DESLOCAMENTO E EXPERIÊNCIA URBANA EM PAUL AUSTER

Rafaela Scardino Lima Pizzol

(UFES/FAPES)

Resumo: Os personagens de Paul Auster experimentam a cidade como "lugar nenhum" flutuante que impossibilita "identidades duráveis e bem costuradas", no dizer de Zygmunt Bauman. A partir de obras do autor americano e de teorias sociais sobre o espaço na pós-modernidade, buscamos analisar como se dá a encenação textual das relações entre os sujeitos pós-modernos e os deslocamentos no tempo/espaço.

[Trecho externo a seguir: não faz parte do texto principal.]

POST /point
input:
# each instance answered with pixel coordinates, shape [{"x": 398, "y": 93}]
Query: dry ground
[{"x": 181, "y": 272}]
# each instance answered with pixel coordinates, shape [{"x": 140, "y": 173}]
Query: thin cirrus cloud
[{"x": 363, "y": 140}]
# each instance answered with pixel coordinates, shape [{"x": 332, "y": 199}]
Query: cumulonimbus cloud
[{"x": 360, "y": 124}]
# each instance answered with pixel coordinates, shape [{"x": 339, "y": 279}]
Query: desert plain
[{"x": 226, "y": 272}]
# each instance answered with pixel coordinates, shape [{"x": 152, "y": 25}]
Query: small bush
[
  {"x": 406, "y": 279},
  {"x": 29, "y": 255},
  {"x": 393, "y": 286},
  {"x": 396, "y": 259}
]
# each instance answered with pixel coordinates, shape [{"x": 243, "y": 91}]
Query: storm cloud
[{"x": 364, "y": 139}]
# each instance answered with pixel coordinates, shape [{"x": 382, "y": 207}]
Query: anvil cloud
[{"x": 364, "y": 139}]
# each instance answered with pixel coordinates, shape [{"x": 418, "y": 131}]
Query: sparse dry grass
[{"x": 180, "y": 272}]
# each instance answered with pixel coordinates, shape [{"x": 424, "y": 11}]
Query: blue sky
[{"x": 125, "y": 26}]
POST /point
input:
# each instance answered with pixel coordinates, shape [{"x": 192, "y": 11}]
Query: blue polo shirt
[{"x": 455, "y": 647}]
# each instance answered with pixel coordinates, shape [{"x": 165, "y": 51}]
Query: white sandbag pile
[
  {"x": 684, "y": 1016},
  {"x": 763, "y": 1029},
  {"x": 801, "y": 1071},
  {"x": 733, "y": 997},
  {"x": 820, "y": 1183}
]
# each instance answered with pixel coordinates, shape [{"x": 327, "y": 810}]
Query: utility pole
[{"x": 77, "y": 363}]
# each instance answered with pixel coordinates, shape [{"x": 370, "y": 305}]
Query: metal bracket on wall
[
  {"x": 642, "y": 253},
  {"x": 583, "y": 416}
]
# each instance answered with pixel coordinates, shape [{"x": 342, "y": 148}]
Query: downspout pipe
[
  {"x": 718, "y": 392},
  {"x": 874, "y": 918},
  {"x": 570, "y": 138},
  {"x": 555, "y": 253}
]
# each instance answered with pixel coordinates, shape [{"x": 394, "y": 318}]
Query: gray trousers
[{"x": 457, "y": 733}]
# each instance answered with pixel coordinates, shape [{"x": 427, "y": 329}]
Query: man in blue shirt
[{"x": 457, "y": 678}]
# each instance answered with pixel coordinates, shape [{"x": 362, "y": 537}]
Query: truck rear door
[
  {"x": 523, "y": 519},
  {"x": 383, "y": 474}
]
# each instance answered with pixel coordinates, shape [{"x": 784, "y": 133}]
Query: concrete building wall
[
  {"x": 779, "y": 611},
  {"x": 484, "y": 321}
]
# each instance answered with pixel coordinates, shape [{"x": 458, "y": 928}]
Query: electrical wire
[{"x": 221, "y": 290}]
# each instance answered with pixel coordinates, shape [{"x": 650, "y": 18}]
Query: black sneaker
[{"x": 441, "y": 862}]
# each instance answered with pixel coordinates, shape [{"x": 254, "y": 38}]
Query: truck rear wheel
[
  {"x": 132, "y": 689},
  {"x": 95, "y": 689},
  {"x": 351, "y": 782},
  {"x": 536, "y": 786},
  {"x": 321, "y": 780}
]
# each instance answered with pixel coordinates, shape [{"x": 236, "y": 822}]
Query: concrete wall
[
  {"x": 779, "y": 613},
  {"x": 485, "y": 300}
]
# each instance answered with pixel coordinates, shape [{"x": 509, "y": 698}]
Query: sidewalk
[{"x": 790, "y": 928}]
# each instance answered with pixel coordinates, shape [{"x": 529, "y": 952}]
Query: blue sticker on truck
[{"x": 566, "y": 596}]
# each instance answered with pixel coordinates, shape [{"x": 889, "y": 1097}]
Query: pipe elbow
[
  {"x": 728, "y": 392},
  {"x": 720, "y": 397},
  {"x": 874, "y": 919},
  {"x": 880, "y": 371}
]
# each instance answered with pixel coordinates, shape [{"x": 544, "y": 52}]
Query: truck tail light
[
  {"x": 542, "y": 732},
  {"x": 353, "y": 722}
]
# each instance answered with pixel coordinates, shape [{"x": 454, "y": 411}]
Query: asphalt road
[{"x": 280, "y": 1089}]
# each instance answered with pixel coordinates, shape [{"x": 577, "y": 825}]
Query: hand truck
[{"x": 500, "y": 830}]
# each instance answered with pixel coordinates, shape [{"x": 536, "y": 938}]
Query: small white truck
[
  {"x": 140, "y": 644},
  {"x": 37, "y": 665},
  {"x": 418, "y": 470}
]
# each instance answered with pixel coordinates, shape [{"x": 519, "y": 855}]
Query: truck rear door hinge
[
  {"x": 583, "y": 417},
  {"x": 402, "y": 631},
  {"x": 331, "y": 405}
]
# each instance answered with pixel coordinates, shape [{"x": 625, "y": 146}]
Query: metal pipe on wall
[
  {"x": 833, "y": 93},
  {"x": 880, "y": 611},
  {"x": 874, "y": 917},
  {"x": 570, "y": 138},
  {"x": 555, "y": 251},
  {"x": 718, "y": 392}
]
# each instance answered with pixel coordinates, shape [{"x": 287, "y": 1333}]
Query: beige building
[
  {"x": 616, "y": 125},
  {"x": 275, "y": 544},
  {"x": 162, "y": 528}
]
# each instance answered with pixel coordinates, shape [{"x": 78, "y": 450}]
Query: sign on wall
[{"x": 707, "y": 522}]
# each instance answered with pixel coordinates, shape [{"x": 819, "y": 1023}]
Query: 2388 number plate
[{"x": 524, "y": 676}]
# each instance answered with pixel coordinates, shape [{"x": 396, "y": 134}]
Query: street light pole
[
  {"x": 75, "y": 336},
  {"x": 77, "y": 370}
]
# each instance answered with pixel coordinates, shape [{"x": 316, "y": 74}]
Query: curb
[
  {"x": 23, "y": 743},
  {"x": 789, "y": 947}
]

Palavras-chave: Paul Auster; Narrativa Contemporânea; Espaço Ficcional

Nas primeiras páginas de Cidade de vidro1, primeiro texto d’A trilogia de Nova

York, o protagonista Daniel Quinn é descrito a partir das ausências que o

constituem. É-nos dito que perdeu a mulher e o filho, que não tem um emprego

regular ou amigos. O que realmente lhe agrada são suas caminhadas pela cidade

— somos informados de que “mais que tudo (...) gostava de caminhar” (CV, p. 9-

10) —, devido ao “saudável vazio interior” (CV, p. 10) proporcionado por essa

atividade. Em seu deslocamento, buscava construir “lugar nenhum” (CV, p. 10),

efetuando um movimento centrífugo que o afastaria também de sua subjetividade

e de seus desejos.

Na tentativa de manter-se “na superfície de si mesmo” (CV, p. 73), Quinn volta-se

para o exterior, para a cidade, “um labirinto de caminhos intermináveis” (CV, p.

10), um emaranhado de ruas e bairros que, embora conhecidos, levam à

sensação de perda do caminho e de si. Compreendida como a exterioridade

buscada pelo personagem, a cidade é “lugar nenhum” também por não propiciar o

encontro entre estranhos, fundamental à constituição do eu.

1 AUSTER, Paul. Cidade de vidro. In: ___________. Trilogia de Nova York. Trad. Rubens Figueiredo. São Paulo: Cia. das Letras, 2004, p. 7-147. Para as seguintes citações deste texto, utilizaremos as iniciais CV e o número de página referente a essa edição.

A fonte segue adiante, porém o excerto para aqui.